Geithner, in a letter to congressional leaders Wednesday, said the government will hit its statutory debt ceiling on Dec. 31. To avert a default, the Treasury will take action to create about $200 billion in headroom under the debt limit.

“However, given the significant uncertainty that now exists with regard to unresolved tax and spending policies for 2013, it is not possible to predict the effective duration of these measures,” Geithner said.

Geithner’s letter adds urgency to talks between Obama and congressional Republicans on a deficit-reduction plan. Obama has asked that raising the debt ceiling be part of that plan.

Obama and Congress both return to Washington Thursday after an abbreviated Christmas holiday to circumvent a deadline that would trigger more than $600 billion in tax increases and spending cuts that might cause a U.S. recession.

House leaders, who were forced last week to withdraw their latest proposal before it could face a vote, on Wednesday called on the Senate to act next.

They said the Senate should amend bills passed by the House earlier this year include a one-year extension of tax cuts for all income levels.

Boehner Statement

“Once this has occurred, the House will then consider whether to accept the bills as amended, or to send them back to the Senate with additional amendments,” said House Speaker John Boehner, an Ohio Republican, in a statement together with Majority Leader Eric Cantor of Virginia, Majority Whip Kevin McCarthy of California and the head of the Republican conference, Cathy McMorris Rodgers of Washington.

Boehner and Obama have been unable to agree on the tax-rate increase on top earners Obama wants or the cuts to entitlement programs that Boehner sought, complicating the chances of getting a package done.

Both parties have begun work on minimal deficit-reduction proposals, aimed at avoiding the automatic tax increases and spending cuts while a bigger package is negotiated.

“At this point, all they’re looking for is a fig leaf,” said Stan Collender, a former staff member of the House Ways and Means Committee and the House and Senate Budget committees who is now at Qorvis Communications in Washington. “There’s no grand bargain.

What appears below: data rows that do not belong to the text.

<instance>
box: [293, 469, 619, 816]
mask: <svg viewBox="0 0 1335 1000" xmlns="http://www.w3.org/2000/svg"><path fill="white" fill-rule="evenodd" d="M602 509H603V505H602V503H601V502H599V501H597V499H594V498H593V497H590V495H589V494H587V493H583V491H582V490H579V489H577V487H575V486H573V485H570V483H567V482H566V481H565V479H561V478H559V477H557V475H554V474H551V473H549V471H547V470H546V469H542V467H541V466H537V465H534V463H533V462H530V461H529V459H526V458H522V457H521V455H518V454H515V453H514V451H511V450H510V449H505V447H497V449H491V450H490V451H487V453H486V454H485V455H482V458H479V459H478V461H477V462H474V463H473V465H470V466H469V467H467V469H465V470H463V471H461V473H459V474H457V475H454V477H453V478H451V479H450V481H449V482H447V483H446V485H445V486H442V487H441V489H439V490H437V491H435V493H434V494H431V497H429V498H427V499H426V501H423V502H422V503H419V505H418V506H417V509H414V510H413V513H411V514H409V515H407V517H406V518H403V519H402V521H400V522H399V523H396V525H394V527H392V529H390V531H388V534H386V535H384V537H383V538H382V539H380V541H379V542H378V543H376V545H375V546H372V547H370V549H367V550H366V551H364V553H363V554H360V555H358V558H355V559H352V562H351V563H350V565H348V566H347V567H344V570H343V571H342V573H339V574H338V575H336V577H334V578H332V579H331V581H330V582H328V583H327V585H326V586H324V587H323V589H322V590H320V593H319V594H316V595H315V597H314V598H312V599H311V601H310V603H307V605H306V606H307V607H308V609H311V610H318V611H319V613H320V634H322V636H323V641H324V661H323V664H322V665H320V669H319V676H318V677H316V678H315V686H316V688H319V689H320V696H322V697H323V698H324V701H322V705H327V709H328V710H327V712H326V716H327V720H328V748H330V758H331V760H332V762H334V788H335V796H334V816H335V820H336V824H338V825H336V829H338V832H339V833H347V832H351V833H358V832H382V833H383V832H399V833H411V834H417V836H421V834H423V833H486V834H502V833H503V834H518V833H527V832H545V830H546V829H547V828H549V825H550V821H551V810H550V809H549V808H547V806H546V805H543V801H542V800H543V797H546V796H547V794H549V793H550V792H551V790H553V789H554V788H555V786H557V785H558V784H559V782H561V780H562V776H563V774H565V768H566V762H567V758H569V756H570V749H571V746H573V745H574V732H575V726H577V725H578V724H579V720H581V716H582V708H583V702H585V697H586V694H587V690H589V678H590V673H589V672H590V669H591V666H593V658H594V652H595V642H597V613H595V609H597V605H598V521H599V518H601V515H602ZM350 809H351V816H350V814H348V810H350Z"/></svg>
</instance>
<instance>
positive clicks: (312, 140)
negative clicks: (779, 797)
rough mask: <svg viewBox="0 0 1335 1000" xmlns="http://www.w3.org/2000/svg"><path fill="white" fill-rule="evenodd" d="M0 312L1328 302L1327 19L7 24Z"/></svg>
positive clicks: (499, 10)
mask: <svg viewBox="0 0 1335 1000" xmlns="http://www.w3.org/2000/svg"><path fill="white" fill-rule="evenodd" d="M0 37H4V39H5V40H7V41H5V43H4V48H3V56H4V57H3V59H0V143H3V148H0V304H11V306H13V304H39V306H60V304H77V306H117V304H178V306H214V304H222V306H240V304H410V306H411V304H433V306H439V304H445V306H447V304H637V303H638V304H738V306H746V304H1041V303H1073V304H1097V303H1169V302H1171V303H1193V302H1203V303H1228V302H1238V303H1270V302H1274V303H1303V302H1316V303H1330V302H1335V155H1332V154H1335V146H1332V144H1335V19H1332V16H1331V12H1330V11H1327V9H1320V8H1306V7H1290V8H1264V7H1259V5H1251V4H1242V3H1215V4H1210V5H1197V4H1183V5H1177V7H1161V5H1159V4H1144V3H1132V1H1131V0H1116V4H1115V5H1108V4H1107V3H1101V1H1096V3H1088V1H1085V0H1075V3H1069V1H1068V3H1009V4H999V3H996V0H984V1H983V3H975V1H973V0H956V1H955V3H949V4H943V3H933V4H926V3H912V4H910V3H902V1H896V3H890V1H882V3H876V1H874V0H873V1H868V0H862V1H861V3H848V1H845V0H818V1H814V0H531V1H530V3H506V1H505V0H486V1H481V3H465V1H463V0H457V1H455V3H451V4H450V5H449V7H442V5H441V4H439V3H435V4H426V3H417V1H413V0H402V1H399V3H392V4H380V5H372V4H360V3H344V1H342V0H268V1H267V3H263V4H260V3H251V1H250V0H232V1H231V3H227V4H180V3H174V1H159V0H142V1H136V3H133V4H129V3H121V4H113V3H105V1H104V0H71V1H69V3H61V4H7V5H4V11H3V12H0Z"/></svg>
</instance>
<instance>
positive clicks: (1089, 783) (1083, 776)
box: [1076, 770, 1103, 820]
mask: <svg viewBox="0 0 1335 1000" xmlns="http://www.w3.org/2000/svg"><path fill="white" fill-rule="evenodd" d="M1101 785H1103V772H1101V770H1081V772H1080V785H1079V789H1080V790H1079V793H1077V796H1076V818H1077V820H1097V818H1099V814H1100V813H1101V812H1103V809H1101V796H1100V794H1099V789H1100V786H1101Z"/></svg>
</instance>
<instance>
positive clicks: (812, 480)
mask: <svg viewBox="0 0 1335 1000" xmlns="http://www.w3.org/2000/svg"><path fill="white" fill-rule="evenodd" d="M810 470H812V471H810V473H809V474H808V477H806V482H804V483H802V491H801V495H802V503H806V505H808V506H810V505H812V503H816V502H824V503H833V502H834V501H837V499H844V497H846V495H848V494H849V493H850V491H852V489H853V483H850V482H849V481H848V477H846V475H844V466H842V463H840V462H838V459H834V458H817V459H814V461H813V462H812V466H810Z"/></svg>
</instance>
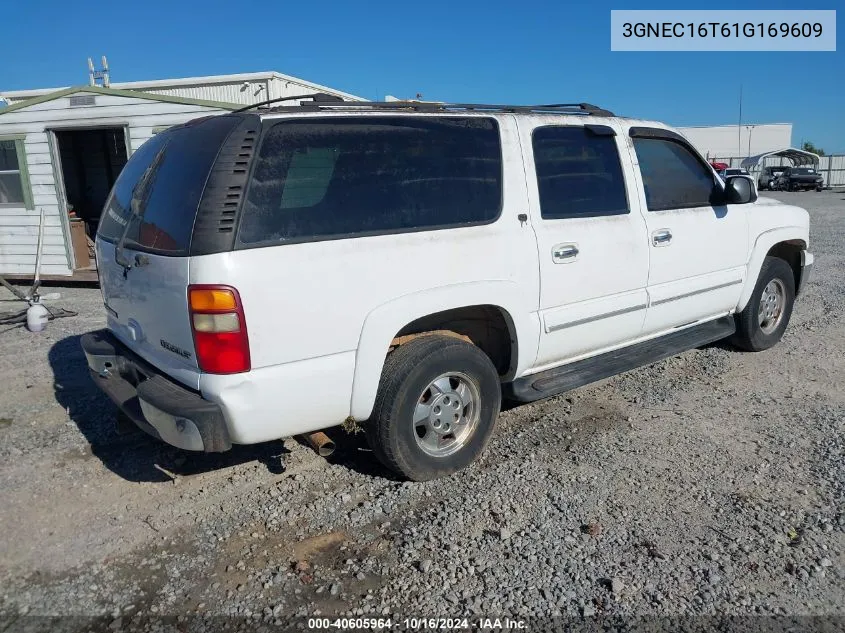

There never was.”

Small Deal

The trouble is that Senate Majority Leader Harry Reid, a Nevada Democrat, and Minority Leader Mitch McConnell, a Kentucky Republican, need to come up with something that also can get through the House, which has balked at any tax increases. Senate Republicans don’t want to be on the record supporting higher taxes unless they know the House also would pass it.

“There’s still a chance for them to get a deal,” said Ron Bonjean, a Republican strategist who once served as a spokesman for former House Speaker Dennis Hastert of Illinois and former Senate Majority Leader Trent Lott of Mississippi. “It grows more unlikely by the day, and there’s not a lot of days left.”